Man helps aviation workers cope with 9/11
Friday, March 21, 2007

BY MARY SWIFT
Seattle PI Staff


On the morning of Sept. 11, 2001, Tom Murphy was on a flight out of New York headed home to Seattle.

As the plane banked, Murphy glimpsed the lower Manhattan skyline. It would be the last time he would see the World Trade Center towers.

Below him a plane was headed for the North Tower, one of two that would hit the World Trade Center that morning, one of four hijacked by terrorists that day.

Murphy, 57, is a Seattle-based business consultant, writer and president of The Service Institute, a company that provides customer service training programs.

The Port Authority of New York/New Jersey was his first customer.
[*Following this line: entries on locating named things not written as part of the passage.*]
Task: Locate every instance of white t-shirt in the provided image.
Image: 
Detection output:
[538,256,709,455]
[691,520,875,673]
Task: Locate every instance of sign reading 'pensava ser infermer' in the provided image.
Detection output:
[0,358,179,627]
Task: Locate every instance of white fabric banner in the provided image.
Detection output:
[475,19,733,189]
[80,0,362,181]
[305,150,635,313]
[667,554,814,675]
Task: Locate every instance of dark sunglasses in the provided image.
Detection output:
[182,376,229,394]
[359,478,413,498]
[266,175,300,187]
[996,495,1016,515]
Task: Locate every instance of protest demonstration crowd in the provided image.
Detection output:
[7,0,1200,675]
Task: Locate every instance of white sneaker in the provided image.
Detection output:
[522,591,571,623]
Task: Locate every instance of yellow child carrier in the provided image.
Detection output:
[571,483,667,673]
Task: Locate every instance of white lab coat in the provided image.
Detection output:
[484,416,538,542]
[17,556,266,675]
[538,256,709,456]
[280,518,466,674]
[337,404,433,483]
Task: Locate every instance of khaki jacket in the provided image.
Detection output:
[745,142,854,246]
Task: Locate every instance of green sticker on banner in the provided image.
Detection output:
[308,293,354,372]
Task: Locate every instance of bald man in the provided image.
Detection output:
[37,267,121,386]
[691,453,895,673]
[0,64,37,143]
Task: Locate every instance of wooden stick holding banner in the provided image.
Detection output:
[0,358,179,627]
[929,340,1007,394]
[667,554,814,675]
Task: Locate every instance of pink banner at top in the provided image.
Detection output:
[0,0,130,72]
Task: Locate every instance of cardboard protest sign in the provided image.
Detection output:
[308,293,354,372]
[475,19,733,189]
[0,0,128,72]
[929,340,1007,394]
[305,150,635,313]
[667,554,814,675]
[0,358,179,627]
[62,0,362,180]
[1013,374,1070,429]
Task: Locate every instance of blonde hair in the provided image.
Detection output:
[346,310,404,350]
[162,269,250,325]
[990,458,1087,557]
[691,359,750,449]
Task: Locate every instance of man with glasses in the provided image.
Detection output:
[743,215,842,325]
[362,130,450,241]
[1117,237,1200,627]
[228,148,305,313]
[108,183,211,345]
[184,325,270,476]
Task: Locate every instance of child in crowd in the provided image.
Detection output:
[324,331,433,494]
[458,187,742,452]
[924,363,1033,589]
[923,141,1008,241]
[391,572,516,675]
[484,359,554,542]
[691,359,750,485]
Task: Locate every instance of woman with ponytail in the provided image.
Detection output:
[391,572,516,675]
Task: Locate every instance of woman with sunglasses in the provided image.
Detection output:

Between 1989 and 2001, he trained 30,000 aviation workers, including 14,000 in New York, Boston and Washington, D.C.

For Murphy, 9/11 felt distinctly personal.

How, he wondered, do you move from loss to healing? "I wanted to learn how do we forgive the unforgivable."

For Murphy, the answer came in the personal stories of how aviation workers rose to the challenge that day and in the days that followed.

"What I found was that anyone who was doing better was someone who had found a purpose -- that we move forward by doing for others," Murphy says.

Among his inspirations was Anne MacFarlane, an information agent at Boston's Logan International Airport.

On the morning of the attack, MacFarlane dropped off her daughter Marianne MacFarlane at the airport. Marianne, along with Jesus Sanchez, were customer service agents with United Airlines at Logan heading for a vacation. Murphy had trained them months earlier.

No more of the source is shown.